BERLIN. Bundeskanzler Friedrich Merz (CDU) ist im aktuellen Politikerranking des Instituts Insa erstmals auf den letzten Platz abgestürzt. Mit nur 2,9 Punkten fiel er im Ranking von Rang 18 auf Platz 20 und bildet nun das Schlusslicht unter den abgefragten Spitzenpolitikern.
Besonders brisant: Selbst im eigenen politischen Lager verliert Merz sichtbar an Rückhalt. Unter CDU- und CSU-Wählern kommt der Kanzler nur noch auf Platz fünf.

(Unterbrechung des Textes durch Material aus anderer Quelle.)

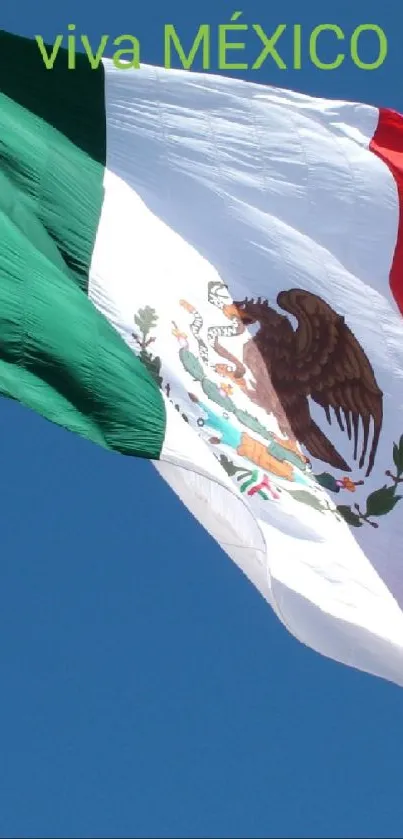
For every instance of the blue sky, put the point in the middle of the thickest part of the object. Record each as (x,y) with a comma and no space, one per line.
(146,688)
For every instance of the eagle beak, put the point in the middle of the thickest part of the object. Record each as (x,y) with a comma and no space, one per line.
(232,311)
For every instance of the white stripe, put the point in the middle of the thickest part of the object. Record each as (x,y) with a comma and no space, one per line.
(214,179)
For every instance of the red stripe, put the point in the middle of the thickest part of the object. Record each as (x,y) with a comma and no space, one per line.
(387,144)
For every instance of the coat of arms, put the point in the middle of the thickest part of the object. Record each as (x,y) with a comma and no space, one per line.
(254,403)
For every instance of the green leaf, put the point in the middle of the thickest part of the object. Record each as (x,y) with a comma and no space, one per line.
(382,501)
(327,481)
(212,391)
(153,365)
(349,516)
(146,319)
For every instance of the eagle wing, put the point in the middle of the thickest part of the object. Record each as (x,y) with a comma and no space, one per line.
(327,363)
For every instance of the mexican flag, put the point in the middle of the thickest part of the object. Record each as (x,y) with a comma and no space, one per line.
(208,273)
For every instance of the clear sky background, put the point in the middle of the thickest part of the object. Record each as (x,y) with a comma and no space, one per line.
(146,687)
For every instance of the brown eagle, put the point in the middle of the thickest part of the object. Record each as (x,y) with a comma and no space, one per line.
(322,360)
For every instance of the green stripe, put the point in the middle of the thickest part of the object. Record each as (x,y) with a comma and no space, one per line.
(72,101)
(58,355)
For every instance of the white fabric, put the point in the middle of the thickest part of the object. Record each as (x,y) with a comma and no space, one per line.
(212,179)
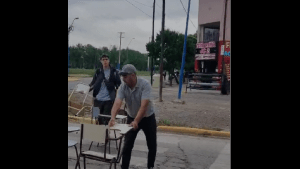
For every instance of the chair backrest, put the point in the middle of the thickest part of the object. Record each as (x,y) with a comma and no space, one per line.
(92,132)
(82,88)
(79,93)
(96,111)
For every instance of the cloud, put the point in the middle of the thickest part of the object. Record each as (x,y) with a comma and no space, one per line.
(100,21)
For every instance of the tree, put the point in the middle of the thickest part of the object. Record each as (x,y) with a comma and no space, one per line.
(173,49)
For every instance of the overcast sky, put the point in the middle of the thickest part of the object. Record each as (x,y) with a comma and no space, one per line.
(100,21)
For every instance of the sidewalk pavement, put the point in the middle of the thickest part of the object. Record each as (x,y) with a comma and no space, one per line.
(174,151)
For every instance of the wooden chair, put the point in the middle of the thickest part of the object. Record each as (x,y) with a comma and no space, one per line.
(100,134)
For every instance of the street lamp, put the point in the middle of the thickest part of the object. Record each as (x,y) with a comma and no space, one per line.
(127,47)
(70,28)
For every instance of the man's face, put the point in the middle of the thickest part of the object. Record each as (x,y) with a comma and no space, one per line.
(105,61)
(128,79)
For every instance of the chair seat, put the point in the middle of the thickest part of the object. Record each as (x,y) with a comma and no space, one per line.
(71,143)
(98,154)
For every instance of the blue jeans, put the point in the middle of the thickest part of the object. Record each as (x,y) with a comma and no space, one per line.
(148,125)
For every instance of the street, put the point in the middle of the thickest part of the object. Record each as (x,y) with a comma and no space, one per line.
(173,151)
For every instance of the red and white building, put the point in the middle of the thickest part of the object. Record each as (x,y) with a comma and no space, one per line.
(209,47)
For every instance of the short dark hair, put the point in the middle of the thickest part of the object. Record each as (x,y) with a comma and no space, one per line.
(104,56)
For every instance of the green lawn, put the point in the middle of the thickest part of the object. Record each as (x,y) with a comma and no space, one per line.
(91,72)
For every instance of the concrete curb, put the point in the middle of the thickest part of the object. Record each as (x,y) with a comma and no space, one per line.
(195,131)
(71,79)
(165,128)
(85,120)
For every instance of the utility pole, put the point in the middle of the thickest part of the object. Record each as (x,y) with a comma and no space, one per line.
(70,28)
(152,57)
(224,78)
(120,50)
(162,51)
(184,52)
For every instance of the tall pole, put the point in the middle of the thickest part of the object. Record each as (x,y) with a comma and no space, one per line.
(120,50)
(70,28)
(162,51)
(224,83)
(152,57)
(128,45)
(184,52)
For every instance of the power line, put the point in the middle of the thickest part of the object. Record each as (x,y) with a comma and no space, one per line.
(143,4)
(139,9)
(186,13)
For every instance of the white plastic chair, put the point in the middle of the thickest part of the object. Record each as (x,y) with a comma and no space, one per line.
(78,97)
(98,133)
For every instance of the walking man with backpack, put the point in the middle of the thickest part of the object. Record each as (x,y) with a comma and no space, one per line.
(104,85)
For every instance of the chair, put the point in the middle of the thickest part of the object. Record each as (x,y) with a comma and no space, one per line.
(72,143)
(96,113)
(77,99)
(98,133)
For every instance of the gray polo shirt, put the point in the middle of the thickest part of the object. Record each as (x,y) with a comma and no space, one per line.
(133,98)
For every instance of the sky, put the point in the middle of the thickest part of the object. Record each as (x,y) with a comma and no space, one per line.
(100,21)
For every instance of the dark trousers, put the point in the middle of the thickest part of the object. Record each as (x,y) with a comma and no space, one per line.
(105,108)
(148,125)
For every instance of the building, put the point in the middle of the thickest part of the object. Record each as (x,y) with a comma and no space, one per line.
(209,48)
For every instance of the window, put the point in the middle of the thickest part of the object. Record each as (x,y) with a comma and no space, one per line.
(211,34)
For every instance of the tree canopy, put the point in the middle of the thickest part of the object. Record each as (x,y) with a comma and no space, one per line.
(173,50)
(87,56)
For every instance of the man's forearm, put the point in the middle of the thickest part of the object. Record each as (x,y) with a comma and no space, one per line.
(142,111)
(116,107)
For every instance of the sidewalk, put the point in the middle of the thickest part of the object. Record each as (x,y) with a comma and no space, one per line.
(173,151)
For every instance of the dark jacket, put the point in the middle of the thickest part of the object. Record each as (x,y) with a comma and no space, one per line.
(112,83)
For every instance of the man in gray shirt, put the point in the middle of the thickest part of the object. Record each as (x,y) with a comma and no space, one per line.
(136,92)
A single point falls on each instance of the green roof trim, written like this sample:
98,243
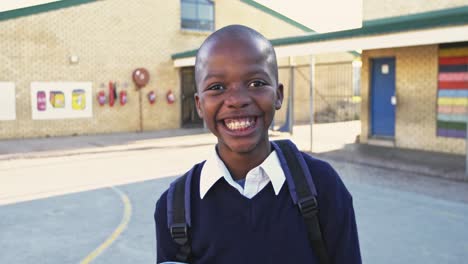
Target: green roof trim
31,10
433,19
277,15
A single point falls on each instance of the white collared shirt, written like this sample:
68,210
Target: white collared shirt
255,181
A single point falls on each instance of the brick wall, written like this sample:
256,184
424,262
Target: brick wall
416,91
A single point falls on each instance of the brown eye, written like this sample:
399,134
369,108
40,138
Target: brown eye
257,84
215,87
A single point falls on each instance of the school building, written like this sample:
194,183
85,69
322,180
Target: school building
88,67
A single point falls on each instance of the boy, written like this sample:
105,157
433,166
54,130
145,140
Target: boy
241,207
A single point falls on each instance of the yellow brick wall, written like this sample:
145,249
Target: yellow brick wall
374,9
111,39
235,12
416,91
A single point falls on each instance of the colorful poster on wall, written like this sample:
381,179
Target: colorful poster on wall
452,101
60,100
7,101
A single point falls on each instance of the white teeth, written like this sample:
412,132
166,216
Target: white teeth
239,124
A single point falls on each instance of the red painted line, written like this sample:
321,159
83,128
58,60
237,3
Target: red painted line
453,60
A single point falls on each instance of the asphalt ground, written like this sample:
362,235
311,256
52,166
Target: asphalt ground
91,199
398,222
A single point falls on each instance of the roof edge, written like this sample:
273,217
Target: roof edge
277,15
31,10
437,18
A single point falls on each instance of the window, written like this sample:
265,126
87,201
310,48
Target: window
197,14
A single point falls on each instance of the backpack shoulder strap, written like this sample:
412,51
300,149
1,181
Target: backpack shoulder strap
304,194
178,213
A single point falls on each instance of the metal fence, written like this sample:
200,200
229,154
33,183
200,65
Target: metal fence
336,93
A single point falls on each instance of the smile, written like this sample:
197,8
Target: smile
240,124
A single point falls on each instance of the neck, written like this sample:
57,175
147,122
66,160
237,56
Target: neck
239,164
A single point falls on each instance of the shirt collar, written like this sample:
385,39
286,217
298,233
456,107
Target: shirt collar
214,169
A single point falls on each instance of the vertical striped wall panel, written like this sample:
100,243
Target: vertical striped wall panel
452,101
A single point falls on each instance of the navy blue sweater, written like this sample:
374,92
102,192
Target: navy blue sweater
230,228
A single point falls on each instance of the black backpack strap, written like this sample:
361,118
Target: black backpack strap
178,214
305,194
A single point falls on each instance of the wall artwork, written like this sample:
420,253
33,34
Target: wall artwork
60,100
7,101
452,101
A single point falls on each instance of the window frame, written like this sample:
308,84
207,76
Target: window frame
198,20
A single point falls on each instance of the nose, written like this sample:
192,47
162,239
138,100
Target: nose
238,97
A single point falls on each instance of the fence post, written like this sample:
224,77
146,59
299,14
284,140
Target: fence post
312,84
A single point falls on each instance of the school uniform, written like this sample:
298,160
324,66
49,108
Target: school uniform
257,221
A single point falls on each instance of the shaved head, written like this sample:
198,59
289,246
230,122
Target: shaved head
245,38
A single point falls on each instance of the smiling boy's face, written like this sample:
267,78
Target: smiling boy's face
238,91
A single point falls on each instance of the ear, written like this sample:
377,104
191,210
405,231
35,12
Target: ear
279,96
197,103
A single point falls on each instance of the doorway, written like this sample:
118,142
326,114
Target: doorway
383,98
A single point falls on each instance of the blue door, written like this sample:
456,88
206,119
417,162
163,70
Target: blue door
382,91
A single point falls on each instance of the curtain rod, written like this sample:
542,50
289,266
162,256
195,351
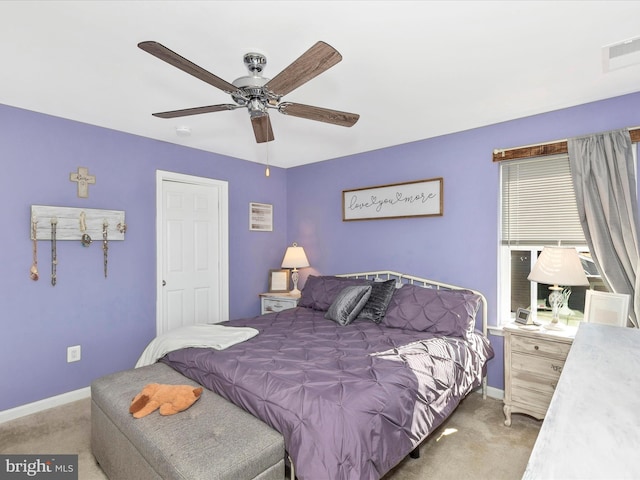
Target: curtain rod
545,148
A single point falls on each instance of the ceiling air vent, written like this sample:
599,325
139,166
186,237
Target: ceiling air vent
620,55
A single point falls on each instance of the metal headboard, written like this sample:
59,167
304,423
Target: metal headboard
425,283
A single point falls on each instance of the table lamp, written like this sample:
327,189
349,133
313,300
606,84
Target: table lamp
295,258
558,266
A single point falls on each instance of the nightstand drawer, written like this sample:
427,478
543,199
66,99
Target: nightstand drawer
543,386
541,347
535,365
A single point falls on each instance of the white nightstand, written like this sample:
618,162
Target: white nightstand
276,302
533,362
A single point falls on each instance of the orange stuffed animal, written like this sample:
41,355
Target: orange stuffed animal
169,399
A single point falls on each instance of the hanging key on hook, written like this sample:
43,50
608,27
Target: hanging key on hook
54,251
105,246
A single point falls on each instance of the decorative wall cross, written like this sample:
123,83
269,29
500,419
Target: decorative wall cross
84,179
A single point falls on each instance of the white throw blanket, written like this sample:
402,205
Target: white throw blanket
201,336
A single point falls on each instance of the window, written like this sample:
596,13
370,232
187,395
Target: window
538,208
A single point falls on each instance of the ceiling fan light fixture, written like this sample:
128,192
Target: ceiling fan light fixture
258,93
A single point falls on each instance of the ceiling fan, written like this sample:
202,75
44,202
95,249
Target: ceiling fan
258,93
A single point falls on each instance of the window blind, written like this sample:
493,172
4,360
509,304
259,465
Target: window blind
538,203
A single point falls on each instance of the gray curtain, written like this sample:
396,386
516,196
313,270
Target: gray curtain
604,180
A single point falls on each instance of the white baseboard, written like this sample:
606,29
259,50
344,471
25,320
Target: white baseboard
44,404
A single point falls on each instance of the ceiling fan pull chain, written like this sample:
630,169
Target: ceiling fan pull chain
267,171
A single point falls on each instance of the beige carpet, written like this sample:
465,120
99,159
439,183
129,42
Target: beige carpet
472,444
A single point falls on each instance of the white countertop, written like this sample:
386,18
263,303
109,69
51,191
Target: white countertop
592,427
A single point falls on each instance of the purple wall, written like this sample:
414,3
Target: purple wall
460,247
112,319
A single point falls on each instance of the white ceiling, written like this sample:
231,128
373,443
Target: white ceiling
412,70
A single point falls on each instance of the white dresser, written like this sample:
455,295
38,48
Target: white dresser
592,427
533,362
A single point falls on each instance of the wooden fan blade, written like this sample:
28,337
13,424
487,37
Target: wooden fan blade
319,114
262,128
195,111
172,58
310,64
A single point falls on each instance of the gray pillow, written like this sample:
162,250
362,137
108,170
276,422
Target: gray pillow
348,304
320,292
376,306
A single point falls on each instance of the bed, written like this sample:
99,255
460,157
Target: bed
356,376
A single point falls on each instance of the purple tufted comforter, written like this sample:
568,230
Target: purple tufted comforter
351,401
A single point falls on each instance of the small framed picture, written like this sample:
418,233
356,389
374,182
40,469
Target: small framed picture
523,317
279,281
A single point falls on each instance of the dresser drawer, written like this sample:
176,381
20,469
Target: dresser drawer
524,344
531,399
540,366
271,305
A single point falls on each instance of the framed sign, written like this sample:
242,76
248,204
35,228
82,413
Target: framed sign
278,281
422,198
261,217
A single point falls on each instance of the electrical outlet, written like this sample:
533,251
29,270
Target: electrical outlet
73,354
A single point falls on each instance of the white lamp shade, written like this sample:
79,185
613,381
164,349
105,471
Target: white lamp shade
558,266
295,257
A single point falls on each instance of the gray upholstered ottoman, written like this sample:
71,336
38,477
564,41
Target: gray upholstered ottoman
213,439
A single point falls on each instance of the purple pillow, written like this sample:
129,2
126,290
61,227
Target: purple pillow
444,312
320,292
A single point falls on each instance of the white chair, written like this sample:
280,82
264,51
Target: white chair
606,308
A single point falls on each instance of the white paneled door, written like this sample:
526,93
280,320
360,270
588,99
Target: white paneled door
192,251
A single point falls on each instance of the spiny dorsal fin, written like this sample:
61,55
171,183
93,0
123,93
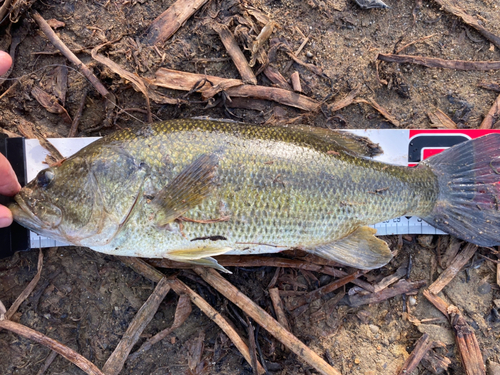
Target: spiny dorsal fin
187,190
360,249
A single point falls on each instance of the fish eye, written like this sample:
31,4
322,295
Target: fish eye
44,178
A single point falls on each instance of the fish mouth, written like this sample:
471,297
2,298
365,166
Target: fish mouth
23,215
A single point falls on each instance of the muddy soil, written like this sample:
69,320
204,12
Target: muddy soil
86,300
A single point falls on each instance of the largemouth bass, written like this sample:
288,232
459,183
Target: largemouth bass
188,190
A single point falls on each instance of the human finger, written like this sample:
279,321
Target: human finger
5,62
8,180
5,217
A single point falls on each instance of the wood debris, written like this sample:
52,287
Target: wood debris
167,23
178,80
454,268
117,359
433,62
440,120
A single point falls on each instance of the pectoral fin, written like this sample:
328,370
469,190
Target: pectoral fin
191,186
201,255
360,249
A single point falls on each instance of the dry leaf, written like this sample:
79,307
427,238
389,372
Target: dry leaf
50,103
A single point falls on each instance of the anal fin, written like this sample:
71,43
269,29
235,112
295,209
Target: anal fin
201,255
360,249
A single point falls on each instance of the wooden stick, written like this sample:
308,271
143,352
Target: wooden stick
72,356
432,62
380,109
265,320
401,287
452,8
29,288
455,266
47,363
115,362
274,293
141,267
422,346
297,87
178,80
468,346
492,115
235,52
167,23
54,39
318,293
259,261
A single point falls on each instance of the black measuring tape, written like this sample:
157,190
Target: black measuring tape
13,238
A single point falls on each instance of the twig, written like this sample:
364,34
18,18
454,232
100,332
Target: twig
47,363
468,346
72,356
380,109
335,106
401,287
235,52
260,261
115,362
179,287
178,80
265,320
469,20
167,23
422,346
318,293
492,115
76,120
29,288
182,312
54,39
433,62
278,307
455,266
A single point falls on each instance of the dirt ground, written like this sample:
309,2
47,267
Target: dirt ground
86,300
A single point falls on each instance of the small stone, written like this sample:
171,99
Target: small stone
374,328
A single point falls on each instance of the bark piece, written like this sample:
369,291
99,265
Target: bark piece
167,23
401,287
178,80
433,62
265,320
453,269
236,54
115,362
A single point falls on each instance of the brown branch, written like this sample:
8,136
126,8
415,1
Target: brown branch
29,288
469,20
72,356
492,115
265,320
235,52
178,80
167,23
274,293
433,62
401,287
455,266
422,346
54,39
115,362
141,267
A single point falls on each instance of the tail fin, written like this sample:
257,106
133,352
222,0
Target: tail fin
468,203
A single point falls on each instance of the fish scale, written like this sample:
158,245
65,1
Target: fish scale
189,190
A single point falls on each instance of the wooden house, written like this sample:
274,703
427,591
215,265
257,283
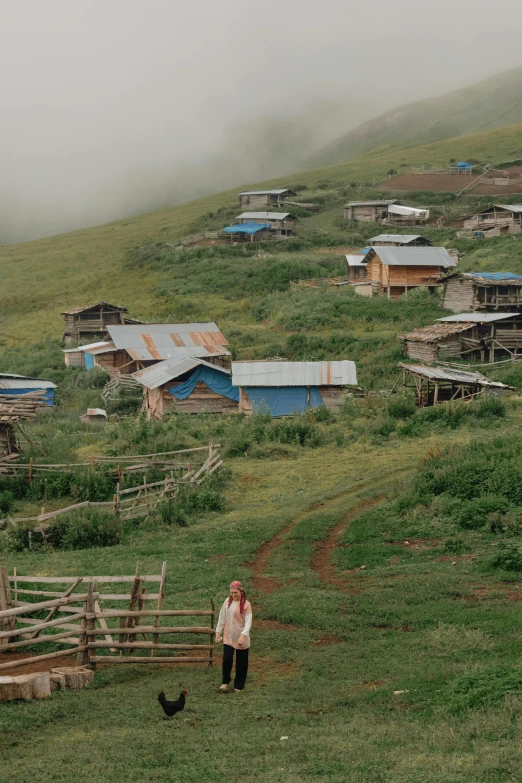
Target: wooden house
400,240
187,385
478,337
264,198
502,216
286,388
368,211
482,291
433,385
85,324
395,270
281,223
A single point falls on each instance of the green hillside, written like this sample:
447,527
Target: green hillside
493,103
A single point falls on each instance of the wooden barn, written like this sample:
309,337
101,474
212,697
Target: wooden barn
395,270
400,240
187,385
508,216
368,211
478,337
281,223
433,385
286,388
84,324
486,291
138,346
265,198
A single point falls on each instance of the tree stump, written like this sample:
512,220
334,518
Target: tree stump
25,686
76,677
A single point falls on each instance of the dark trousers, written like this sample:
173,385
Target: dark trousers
241,666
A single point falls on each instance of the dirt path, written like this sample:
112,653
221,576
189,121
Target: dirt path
320,562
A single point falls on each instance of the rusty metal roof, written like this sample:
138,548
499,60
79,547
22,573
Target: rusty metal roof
163,372
156,342
340,373
457,376
76,310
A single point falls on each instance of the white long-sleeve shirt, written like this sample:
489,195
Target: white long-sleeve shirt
234,624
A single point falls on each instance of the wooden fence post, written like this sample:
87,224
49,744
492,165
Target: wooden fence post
212,638
88,624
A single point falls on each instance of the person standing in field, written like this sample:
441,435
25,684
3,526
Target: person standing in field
235,620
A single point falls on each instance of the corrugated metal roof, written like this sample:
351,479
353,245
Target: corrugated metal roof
12,381
277,192
414,256
341,373
458,376
76,310
264,216
88,347
383,203
436,332
155,342
163,372
479,318
399,209
404,238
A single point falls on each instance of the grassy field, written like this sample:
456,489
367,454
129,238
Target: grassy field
383,648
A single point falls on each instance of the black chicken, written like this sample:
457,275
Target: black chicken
170,708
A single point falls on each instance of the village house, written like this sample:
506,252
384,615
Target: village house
368,211
432,385
281,223
188,385
478,337
395,270
400,240
497,216
84,324
286,388
264,198
486,291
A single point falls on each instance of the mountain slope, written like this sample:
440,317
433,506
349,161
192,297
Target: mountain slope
493,103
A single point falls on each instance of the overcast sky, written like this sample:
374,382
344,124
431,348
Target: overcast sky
113,107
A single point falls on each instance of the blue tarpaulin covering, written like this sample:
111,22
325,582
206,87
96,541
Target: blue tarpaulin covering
283,400
217,381
48,397
246,228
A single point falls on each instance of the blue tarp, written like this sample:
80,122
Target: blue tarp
48,397
283,400
218,382
246,228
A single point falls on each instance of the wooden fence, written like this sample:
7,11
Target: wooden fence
88,627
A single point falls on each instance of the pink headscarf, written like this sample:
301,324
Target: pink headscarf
238,586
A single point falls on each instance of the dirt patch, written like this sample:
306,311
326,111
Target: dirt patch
274,625
267,584
321,559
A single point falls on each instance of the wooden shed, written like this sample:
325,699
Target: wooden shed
84,324
188,385
433,385
287,388
508,216
475,336
395,270
400,240
264,198
485,291
281,223
368,211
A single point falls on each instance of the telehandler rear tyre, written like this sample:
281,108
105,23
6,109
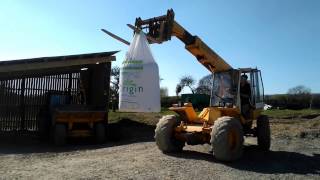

Vor ihm liegen Markus Söder (CSU), Boris Pistorius (SPD), Hendrik Wüst (CDU) und Alexander Dobrindt (CSU). Nur zehn Prozent der für die Bild-Zeitung Befragten bewerten Merz demnach positiv, 58 Prozent vergeben schlechte Noten. Während der Kanzler abstürzt, legen mehrere Unionspolitiker zu. Dobrindt verbessert sich von Rang acht auf sechs, CDU-Generalsekretär Carsten Linnemann rückt in die Top Ten vor.
Merz verliert den Anschluss
Auch Söder und Wüst schneiden deutlich besser ab als der Regierungschef. Dass ausgerechnet der eigene Kanzler in der Union nur noch hinter mehreren Parteifreunden rangiert, dürfte in Berlin aufmerksam registriert werden. Angeführt wird das Ranking weiterhin von Verteidigungsminister Boris Pistorius (SPD). Dahinter folgen Cem Özdemir (Grüne) und Wüst. Auch AfD-Chefin Alice Weidel verliert leicht und fällt von Rang sechs auf acht.
Für Merz ist der Absturz ein weiterer Rückschlag. Erst zuletzt hatten Umfragen bereits eine wachsende Unzufriedenheit mit der schwarz-roten Bundesregierung angezeigt. Nun folgt auch im persönlichen Politiker-Ranking ein historischer Tiefpunkt. (rr)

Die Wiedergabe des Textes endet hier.